I found that during the MAI conduction, Noah did not directly demonstrate his
possession of the ability to order two digit numbers but showed confidence in
single-digit reading, and ordering I believed that the lesson planned would be
something he should be able to achieve through collaborative learning.
However, I believe that through scaffolding and working with peers, the class
will be able to order the number line with few errors. I believe we should
consider planning, the provision of materials and resources and the
environment we set up and observe what children made of them and whether
children are able to invest their existing knowledge, expertise and skills
(Anning, Cullen, & Fleer (2009).
I believe that Noah and many other students would find this a helpful lesson to
help develop and consolidate their understandings of two-digit numbers and
the value of the place a number is positioned in it.

Conclusion Completing this paper allowed for the broadening of my understanding of the
value of assessment and what an integral role it plays in informing our
planning and teaching of our students. The Mathematics Assessment
Interview can allow for the collection of a large range of data across several
aspects of mathematically learning.

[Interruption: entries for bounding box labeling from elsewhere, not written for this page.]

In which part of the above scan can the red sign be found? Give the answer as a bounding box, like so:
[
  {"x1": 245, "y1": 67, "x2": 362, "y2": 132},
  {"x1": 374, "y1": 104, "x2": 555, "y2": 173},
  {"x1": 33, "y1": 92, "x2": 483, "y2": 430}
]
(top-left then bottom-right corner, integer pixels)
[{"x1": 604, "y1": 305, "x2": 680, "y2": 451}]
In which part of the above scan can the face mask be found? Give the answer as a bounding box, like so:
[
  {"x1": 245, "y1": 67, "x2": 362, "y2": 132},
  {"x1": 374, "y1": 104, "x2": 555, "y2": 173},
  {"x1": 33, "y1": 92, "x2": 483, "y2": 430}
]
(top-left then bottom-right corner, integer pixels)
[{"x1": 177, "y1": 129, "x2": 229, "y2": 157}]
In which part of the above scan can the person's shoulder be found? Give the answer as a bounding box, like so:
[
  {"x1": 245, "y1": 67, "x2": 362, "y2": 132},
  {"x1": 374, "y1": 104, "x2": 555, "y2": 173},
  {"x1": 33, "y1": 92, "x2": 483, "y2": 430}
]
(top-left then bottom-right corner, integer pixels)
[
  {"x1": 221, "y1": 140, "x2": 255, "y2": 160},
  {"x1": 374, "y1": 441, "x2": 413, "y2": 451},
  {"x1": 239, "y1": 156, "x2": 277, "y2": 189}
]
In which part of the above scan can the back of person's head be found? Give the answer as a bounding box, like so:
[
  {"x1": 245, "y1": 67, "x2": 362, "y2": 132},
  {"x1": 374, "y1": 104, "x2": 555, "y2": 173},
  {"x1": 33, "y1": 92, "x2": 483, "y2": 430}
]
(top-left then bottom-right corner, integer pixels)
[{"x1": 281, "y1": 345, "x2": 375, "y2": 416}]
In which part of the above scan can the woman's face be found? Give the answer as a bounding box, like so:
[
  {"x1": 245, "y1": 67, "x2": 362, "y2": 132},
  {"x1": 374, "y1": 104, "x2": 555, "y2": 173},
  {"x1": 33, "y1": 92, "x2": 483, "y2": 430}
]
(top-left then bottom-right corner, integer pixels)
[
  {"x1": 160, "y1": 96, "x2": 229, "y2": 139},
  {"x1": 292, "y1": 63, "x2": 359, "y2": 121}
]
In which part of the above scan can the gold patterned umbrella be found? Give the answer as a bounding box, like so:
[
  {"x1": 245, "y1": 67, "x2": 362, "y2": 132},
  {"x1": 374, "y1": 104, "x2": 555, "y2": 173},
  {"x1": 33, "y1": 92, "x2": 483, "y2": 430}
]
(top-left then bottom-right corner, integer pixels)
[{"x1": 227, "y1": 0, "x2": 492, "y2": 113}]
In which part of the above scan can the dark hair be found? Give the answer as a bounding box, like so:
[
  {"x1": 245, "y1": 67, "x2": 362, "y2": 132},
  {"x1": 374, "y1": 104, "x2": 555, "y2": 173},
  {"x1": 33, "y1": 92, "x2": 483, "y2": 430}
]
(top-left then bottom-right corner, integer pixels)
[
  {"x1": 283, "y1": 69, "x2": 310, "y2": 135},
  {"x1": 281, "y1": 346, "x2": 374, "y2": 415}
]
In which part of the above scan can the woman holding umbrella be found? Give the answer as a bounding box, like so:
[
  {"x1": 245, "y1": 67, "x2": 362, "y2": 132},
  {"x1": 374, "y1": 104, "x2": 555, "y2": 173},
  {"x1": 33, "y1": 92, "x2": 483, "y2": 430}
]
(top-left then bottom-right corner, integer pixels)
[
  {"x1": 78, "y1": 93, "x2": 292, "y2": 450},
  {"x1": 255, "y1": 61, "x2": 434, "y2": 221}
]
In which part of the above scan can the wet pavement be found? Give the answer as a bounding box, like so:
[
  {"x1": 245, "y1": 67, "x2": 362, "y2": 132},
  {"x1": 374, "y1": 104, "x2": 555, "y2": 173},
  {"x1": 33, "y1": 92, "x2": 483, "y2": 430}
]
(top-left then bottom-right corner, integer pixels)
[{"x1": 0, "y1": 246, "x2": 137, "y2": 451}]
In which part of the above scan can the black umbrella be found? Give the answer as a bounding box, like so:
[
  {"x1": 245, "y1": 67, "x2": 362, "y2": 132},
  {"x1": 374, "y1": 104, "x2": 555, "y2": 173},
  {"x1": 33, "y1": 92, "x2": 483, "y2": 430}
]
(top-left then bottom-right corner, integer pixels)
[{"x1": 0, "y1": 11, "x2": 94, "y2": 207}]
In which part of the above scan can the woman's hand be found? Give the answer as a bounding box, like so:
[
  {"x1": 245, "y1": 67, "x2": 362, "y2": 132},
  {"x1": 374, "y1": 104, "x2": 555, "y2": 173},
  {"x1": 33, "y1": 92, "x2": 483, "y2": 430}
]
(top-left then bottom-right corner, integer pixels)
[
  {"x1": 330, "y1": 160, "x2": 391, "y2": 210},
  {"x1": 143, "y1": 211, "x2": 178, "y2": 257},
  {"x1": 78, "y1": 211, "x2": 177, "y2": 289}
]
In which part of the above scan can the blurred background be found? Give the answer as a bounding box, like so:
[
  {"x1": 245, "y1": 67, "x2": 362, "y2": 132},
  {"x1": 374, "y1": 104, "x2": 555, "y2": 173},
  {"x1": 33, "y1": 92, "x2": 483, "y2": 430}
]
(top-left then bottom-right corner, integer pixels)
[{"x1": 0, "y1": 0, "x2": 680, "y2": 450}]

It is a wonderful tool to help gain valuable
insights into the learning and levels of understanding each student possesses.
Gaining this information allows an educator to plan with purpose and precision
so to work towards the development, extension and consolidation of the
knowledge a student has, as well as amending any misconceptions held by a
student. Having the opportunity to conduct a Mathematics Assessment
Interview before I am out in the field as a fully qualified teacher has been an
opportunity I have really enjoyed and value. Conducting the interviews has
even me a confidence in my abilities to relate with children in a strict formal
setting such as the interview and a desire to discover other valuable tools for
assessment for my future practices.

Additional notes
After implementing this lesson I have been able to identify that collecting
information from families is a difficult task and that sample information may
need to be readily available for students whose families were not able to
provide the necessary information for the lesson. I also understand that this
lesson may actually need to run across who one hour blocks as this
experience was too rushed. I found that the lesson design was appropriate for
the majority of the cohort and that the planned small focus groups benefited
from the one-on-on assistance.

References
Anning, A., Cullen, J., & Fleer M. (2009) Early childhood education: society and
culture. London: Sage.
Clarke, D. M. (1999). Linking assessment and teaching: Building on what
children know and can do. In Early Years of Schooling Branch (Eds.),
Targeting excellence: Continuing the journey Melbourne: Department of
Education and Training.
Gervasoni, A. (2002). Growth points that describe young childrens learning
in the counting, place value, addition and subtraction, and multiplication and
division domains. Paper presented at the Catholic Education Commission of
Victoria: Success in Numeracy Education Strategy, Melbourne.
Gervasoni, A., Parish, L., Hadden, T., Turkenburg, K., Bevan, K., Livesey, C., &
Croswell, M. (2011). Insights about childrens understanding of 2 digit and 3
digit numbers. In J. Clark, B. Kissane, J. Mousley, T.Spencer & S. Thornton
(Eds.), Mathematics: Traditions and [New] Practices (Proceedings of the 23rd
biennial conference of The Australian Association of Mathematics Teachers and
the 34th annual conference of the Mathematics Education Research Group of
Australasia, Vol 1, pp. 315-323). Alice Springs.
Van De Walle, J. A., Karp, K. S., Bay-Williams, J. M., & Wray, J. (2013). Developing
Whole-Number Place-Value Concepts. In Elementary and Middle School
Mathematics: Teaching Developmentally (8th ed.). Pearson College Div.

Victoria Curriculum and Assessment Authority (2015). Level 1: Mathematics.